The shape is returned in a form of a Tuple. We use the `shape` function to fetch the shape of a matrix. Here 4 is the number of rows, and 2 is the number of columns. We are basically looking at a 4x2 matrix. 

We also use the `ndim` function to determine the number of dimensions of the matrix. Here it returns `2` which means this is a 2D matrix.

Let us try something interesting. Getting the shape of a 1D matrix. 

In [20]:
mat1 = np.array([1,2,3,4])
print(mat1)
print(mat1.shape)
print(mat1.ndim)

[1 2 3 4]
(4,)
1


What we got is very interesting. We would have assumed for this matrix to have 1 row and 4 columns. This is not actually true. The shape of the matrix is actually 4 rows and no second dimension, which is represented as `(4,)`. This also effectively is same as a matrix with 1 row and 4 columns.

We can confirm that this is a 1D matrix, as the `ndim` function returns the value `1`

Let's try a vertical matrix.

In [21]:
mat2 = np.array([[1],[2],[3],[4]])
print(mat2)
print(mat2.shape)
print(mat2.ndim)

[[1]
 [2]
 [3]
 [4]]
(4, 1)
2


Now we see that the shape function officially considers this a 2D matrix.

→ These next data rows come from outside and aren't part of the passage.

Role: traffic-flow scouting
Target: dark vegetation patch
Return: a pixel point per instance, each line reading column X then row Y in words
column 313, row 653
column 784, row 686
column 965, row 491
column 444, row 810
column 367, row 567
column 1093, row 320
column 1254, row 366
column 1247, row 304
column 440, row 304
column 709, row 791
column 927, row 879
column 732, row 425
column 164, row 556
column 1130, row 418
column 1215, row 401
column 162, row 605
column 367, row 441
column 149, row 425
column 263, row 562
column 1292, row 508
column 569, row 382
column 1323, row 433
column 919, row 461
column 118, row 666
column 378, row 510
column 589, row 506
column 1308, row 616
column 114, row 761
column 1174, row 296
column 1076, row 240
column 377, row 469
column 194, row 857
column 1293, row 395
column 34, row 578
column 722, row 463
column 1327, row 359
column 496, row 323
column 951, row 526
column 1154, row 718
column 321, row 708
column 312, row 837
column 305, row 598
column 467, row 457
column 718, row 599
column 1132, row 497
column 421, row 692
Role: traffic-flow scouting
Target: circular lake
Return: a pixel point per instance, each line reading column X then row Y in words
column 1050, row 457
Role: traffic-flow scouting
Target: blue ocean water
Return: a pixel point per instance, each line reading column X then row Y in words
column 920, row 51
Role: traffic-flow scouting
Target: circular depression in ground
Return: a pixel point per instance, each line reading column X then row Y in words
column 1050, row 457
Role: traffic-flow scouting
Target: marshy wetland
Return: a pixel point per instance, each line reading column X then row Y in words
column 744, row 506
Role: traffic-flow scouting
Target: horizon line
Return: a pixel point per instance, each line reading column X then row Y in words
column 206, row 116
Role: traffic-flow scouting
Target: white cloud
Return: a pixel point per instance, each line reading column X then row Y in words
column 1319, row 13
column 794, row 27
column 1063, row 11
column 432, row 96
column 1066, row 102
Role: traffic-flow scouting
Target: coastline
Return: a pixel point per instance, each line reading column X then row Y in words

The shape is `(4,1)`, which means 4 rows and 1 column. The `(4,)` and `(4,1)` mean very different types of data. We need to understand this fully and keep this in mind at all times. The `ndim` function also returns the value `2`, thereby indeed confirming that this is a 2D matrix.

Let's now try to get the shape of a 3D matrix.

In [15]:
mat3 = np.array([[[1],[2]],[[1],[2]]])
print(mat3)
print(mat3.shape)
print(mat3.ndim)

[[[1]
  [2]]

 [[1]
  [2]]]
(2, 2, 1)
3


The above example clearly denotes, that this is a 3D matrix; where in there are 2 individual matrices each of shape `(2,1)`. 

So out of curiosity, how would we create a `(2,2,2)` matrix?

In [16]:
mat3 = np.array([[[1,1],[2,2]],[[1,1],[2,2]]])
print(mat3)
print(mat3.shape)

[[[1 1]
  [2 2]]

 [[1 1]
  [2 2]]]
(2, 2, 2)


There you go. We have a (2,2,2) matrix. This is also the equivalent of a Cube.